While we ought never lose sight of the individual need to avoid errors in implementing the morality we know, the most important moral concern is to correct the errors in our knowledge of morality itself. Why? Because relatively few people will knowingly commit great evils. We correctly regard this relatively small number of people as either criminal or criminally insane sociopaths, and we lock them up to protect the rest of society from their actions. On the other hand, when something that’s evil is widely or uniformly regarded as good, the evil goes completely unchecked. Historically, people have placed the most zealous evil doers in positions of power, at least in part because people incorrectly thought that what those leaders were advocating was good.
Thus, in the long run the worst possible moral mistake we could make would be to act as if we now know all that there is to know about morality. If we believe that moral truths are manifest, either in nature or in ancient holy books, then we stunt the conjecture and refutation that is necessary to correct the errors in our knowledge.

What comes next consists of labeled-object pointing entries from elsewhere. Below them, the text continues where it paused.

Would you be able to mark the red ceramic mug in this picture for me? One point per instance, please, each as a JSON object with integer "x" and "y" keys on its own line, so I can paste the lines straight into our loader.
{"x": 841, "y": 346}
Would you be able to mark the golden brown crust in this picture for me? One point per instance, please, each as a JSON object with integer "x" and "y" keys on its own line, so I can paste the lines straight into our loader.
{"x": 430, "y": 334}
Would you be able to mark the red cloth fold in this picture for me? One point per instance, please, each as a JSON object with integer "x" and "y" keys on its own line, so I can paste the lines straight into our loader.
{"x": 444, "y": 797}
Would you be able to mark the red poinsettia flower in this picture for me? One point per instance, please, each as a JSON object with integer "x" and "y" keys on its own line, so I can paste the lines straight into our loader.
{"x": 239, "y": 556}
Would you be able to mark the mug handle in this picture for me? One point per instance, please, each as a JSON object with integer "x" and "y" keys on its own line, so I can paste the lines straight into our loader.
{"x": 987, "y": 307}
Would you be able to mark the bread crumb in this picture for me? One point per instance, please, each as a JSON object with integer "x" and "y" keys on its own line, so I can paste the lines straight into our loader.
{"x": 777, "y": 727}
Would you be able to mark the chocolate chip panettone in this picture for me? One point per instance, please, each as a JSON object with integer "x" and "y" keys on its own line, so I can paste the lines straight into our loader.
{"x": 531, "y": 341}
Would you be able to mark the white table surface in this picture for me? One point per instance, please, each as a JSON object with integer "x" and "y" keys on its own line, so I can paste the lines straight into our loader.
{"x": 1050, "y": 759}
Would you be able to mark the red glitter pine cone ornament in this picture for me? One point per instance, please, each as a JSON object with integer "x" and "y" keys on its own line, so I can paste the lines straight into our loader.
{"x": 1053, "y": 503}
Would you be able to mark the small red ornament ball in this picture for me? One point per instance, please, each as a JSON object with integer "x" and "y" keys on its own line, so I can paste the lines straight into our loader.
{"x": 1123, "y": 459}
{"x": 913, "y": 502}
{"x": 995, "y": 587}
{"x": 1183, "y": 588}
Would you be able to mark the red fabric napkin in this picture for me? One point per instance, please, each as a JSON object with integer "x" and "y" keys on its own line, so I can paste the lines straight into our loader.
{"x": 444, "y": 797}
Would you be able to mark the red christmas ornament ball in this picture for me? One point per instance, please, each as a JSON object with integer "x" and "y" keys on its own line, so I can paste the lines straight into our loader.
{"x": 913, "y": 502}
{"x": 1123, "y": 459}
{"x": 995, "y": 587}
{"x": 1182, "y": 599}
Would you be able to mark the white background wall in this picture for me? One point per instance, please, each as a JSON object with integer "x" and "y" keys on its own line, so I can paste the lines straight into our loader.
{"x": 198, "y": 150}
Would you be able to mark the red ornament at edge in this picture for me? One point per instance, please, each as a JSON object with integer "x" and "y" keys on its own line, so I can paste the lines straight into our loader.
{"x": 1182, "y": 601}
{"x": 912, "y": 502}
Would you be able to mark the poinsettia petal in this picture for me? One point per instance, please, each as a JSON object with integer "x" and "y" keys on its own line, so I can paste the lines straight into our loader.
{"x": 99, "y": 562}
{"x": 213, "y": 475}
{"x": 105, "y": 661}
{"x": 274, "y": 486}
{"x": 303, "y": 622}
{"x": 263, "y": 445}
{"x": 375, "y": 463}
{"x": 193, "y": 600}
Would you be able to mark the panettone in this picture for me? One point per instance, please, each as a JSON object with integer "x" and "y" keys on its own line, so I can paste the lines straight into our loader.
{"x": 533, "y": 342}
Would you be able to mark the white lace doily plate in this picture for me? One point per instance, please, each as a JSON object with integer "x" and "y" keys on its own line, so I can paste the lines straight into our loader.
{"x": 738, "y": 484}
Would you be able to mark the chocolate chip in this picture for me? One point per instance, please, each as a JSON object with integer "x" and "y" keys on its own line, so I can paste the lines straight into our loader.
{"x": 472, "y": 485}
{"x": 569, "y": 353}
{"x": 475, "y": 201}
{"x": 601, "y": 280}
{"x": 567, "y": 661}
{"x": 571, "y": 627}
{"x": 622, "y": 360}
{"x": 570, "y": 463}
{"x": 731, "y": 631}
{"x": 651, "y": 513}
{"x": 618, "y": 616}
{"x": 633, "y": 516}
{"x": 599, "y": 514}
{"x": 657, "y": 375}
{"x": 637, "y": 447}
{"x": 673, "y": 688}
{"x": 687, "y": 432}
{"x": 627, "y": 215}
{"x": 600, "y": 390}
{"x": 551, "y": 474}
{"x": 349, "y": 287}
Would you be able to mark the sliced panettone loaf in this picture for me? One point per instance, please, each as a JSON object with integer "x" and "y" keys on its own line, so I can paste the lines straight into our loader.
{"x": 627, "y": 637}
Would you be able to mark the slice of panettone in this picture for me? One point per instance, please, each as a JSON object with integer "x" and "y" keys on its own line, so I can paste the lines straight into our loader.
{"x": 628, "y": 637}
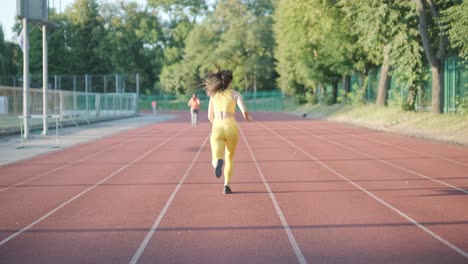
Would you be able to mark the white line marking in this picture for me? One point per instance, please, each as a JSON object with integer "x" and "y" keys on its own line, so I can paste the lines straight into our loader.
{"x": 416, "y": 223}
{"x": 287, "y": 229}
{"x": 158, "y": 220}
{"x": 385, "y": 162}
{"x": 63, "y": 166}
{"x": 4, "y": 241}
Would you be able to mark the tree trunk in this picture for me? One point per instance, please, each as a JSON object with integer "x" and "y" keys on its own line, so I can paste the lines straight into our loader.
{"x": 384, "y": 78}
{"x": 335, "y": 91}
{"x": 435, "y": 60}
{"x": 437, "y": 72}
{"x": 346, "y": 83}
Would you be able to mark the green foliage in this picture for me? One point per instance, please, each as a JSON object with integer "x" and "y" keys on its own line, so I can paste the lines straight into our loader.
{"x": 357, "y": 96}
{"x": 461, "y": 103}
{"x": 457, "y": 23}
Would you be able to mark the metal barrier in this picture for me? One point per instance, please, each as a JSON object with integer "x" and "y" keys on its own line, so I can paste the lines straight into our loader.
{"x": 56, "y": 117}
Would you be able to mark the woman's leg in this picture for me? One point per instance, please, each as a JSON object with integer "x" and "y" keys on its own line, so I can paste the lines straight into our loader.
{"x": 218, "y": 143}
{"x": 232, "y": 137}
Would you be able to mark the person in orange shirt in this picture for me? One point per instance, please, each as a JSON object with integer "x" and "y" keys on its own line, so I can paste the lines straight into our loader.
{"x": 224, "y": 131}
{"x": 194, "y": 104}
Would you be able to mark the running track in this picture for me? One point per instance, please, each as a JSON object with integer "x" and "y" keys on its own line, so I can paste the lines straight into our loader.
{"x": 305, "y": 191}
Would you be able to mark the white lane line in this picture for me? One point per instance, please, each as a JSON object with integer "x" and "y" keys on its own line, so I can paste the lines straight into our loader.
{"x": 411, "y": 150}
{"x": 385, "y": 162}
{"x": 4, "y": 241}
{"x": 158, "y": 220}
{"x": 64, "y": 166}
{"x": 416, "y": 223}
{"x": 284, "y": 222}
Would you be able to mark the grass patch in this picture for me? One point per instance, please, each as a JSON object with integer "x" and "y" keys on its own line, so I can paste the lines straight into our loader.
{"x": 451, "y": 128}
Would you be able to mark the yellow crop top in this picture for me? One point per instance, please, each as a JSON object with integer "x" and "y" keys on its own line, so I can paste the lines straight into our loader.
{"x": 223, "y": 102}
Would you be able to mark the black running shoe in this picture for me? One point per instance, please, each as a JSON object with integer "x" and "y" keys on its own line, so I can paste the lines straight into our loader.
{"x": 219, "y": 168}
{"x": 227, "y": 190}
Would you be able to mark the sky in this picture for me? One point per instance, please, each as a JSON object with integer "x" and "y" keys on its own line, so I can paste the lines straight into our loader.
{"x": 8, "y": 14}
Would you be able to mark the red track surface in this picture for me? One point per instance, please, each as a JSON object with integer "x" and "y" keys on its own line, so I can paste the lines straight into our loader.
{"x": 303, "y": 191}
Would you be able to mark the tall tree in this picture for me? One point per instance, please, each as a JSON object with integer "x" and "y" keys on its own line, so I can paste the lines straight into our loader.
{"x": 85, "y": 36}
{"x": 457, "y": 21}
{"x": 381, "y": 28}
{"x": 312, "y": 46}
{"x": 435, "y": 49}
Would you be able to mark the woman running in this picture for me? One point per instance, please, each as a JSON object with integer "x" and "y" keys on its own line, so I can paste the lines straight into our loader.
{"x": 224, "y": 132}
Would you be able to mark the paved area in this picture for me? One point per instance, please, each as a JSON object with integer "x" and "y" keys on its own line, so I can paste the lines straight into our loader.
{"x": 13, "y": 149}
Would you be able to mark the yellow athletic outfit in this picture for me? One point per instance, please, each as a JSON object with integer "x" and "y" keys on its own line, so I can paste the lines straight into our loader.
{"x": 224, "y": 132}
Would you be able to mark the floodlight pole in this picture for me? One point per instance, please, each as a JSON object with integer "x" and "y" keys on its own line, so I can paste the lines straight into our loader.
{"x": 44, "y": 79}
{"x": 25, "y": 77}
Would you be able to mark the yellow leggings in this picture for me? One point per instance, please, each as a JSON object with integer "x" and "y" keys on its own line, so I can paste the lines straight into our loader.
{"x": 224, "y": 138}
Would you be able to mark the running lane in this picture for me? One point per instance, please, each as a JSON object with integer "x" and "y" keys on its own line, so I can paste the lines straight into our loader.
{"x": 304, "y": 191}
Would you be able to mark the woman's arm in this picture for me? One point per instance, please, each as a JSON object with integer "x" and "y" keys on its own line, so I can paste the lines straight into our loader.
{"x": 210, "y": 111}
{"x": 242, "y": 106}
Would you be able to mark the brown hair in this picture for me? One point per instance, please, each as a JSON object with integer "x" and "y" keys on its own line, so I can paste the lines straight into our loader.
{"x": 218, "y": 81}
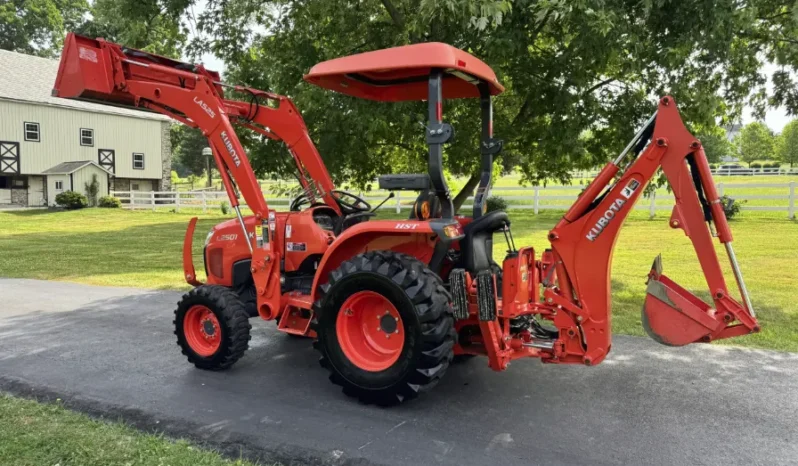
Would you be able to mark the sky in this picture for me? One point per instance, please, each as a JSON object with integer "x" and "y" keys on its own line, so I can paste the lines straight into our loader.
{"x": 775, "y": 118}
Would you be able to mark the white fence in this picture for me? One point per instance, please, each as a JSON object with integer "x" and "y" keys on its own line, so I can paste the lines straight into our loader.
{"x": 720, "y": 171}
{"x": 779, "y": 197}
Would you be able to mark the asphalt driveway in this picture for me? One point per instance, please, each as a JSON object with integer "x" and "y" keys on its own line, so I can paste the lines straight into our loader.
{"x": 111, "y": 352}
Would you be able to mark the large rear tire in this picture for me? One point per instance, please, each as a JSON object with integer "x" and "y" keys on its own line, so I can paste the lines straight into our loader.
{"x": 385, "y": 327}
{"x": 212, "y": 327}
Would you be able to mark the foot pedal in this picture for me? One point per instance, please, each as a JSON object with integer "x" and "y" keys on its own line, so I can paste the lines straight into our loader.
{"x": 486, "y": 296}
{"x": 459, "y": 297}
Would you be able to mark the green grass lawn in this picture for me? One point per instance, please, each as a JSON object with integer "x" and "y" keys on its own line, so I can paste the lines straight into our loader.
{"x": 143, "y": 249}
{"x": 37, "y": 434}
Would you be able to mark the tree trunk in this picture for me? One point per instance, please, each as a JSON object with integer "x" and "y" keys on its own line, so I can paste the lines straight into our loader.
{"x": 468, "y": 190}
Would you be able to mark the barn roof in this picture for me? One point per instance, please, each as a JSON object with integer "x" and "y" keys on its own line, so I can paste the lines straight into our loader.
{"x": 25, "y": 78}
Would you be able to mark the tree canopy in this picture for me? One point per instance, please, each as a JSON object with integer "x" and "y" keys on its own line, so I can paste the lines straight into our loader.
{"x": 580, "y": 75}
{"x": 755, "y": 142}
{"x": 37, "y": 27}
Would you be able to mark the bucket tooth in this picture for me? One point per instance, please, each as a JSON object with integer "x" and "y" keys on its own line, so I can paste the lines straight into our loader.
{"x": 486, "y": 296}
{"x": 457, "y": 286}
{"x": 675, "y": 317}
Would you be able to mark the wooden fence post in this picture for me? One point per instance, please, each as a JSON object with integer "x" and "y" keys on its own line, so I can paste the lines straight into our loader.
{"x": 652, "y": 208}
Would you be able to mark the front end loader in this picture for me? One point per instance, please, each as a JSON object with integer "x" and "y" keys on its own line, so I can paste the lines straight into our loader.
{"x": 391, "y": 303}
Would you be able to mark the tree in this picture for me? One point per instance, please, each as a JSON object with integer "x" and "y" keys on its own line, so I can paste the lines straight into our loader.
{"x": 755, "y": 142}
{"x": 187, "y": 145}
{"x": 580, "y": 74}
{"x": 716, "y": 145}
{"x": 787, "y": 143}
{"x": 37, "y": 27}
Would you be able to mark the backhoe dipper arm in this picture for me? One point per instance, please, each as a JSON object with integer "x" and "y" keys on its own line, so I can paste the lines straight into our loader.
{"x": 584, "y": 239}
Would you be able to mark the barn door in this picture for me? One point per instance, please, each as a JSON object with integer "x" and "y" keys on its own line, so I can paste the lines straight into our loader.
{"x": 107, "y": 159}
{"x": 9, "y": 157}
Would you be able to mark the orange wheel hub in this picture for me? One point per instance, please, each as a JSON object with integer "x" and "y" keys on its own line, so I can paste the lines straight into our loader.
{"x": 370, "y": 331}
{"x": 202, "y": 330}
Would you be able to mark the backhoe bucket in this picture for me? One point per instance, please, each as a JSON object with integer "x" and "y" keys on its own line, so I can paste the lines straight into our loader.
{"x": 673, "y": 316}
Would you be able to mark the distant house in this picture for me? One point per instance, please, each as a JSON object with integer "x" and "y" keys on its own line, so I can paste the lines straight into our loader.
{"x": 50, "y": 145}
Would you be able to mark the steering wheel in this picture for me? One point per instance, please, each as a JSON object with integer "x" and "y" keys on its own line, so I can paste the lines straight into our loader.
{"x": 353, "y": 204}
{"x": 349, "y": 203}
{"x": 299, "y": 202}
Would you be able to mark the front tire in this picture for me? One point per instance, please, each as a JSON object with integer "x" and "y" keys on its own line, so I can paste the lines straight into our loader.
{"x": 385, "y": 327}
{"x": 212, "y": 327}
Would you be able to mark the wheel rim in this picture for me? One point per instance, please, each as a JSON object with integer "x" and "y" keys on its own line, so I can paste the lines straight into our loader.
{"x": 202, "y": 330}
{"x": 370, "y": 331}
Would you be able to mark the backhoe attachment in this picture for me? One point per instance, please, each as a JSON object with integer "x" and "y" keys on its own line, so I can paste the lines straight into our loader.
{"x": 675, "y": 317}
{"x": 584, "y": 240}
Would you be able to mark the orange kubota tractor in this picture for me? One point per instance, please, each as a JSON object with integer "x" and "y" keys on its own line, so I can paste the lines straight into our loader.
{"x": 390, "y": 303}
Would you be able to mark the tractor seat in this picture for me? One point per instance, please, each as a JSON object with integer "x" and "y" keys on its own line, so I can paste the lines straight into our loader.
{"x": 476, "y": 248}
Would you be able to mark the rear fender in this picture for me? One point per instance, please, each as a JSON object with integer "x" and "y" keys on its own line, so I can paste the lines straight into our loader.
{"x": 188, "y": 259}
{"x": 408, "y": 236}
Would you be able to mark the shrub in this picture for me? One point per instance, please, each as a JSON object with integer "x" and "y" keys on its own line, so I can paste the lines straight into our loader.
{"x": 731, "y": 207}
{"x": 496, "y": 203}
{"x": 110, "y": 202}
{"x": 71, "y": 200}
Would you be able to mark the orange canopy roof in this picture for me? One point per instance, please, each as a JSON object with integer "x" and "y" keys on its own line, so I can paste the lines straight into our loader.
{"x": 401, "y": 73}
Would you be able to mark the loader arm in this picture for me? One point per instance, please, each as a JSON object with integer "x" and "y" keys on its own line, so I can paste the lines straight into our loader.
{"x": 101, "y": 71}
{"x": 583, "y": 242}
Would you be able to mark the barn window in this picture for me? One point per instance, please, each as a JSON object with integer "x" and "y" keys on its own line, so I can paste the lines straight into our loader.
{"x": 32, "y": 132}
{"x": 138, "y": 161}
{"x": 86, "y": 137}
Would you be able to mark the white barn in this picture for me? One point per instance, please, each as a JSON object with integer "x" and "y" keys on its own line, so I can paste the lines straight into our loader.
{"x": 49, "y": 145}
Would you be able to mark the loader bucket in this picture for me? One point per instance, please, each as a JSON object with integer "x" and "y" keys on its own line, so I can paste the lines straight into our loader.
{"x": 673, "y": 316}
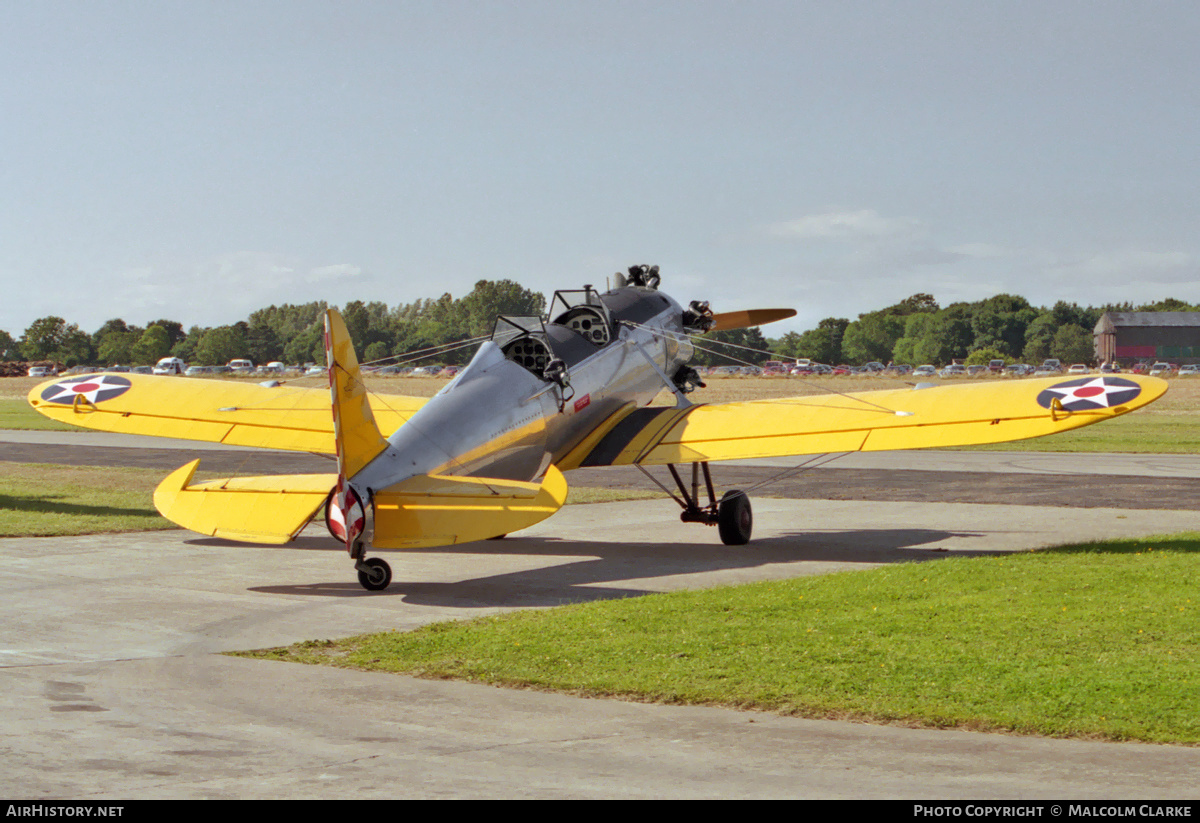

When a society’s rulers treat their current moral knowledge as complete, the logical consequence is state censorship. After all: if you know with certainty what’s good, and someone advocates something different from what you know is good then they must be advocating evil. Since moral truth is manifest, anyone advocating evil must be either evil themselves or insane, so such advocacy should logically be suppressed. The ultimate power to suppress lies with the state. Using state censorship, leaders not only refuse to engage in their own moral conjectures and criticisms, they punish anyone else who dares to. Fortunately most people at least in the west have come to realize at a practical level that the suppression of criticism is the handmaiden of just about every kind of human evil there is, because morality is neither revealed in holy books nor manifest in nature. When you are certain you are right is when you are most likely to be wrong.
So if we want to conjecture a moral imperative, I regard it as this:
Don’t do anything, either as an individual or as a society, to interfere with the means of correcting errors in our knowledge.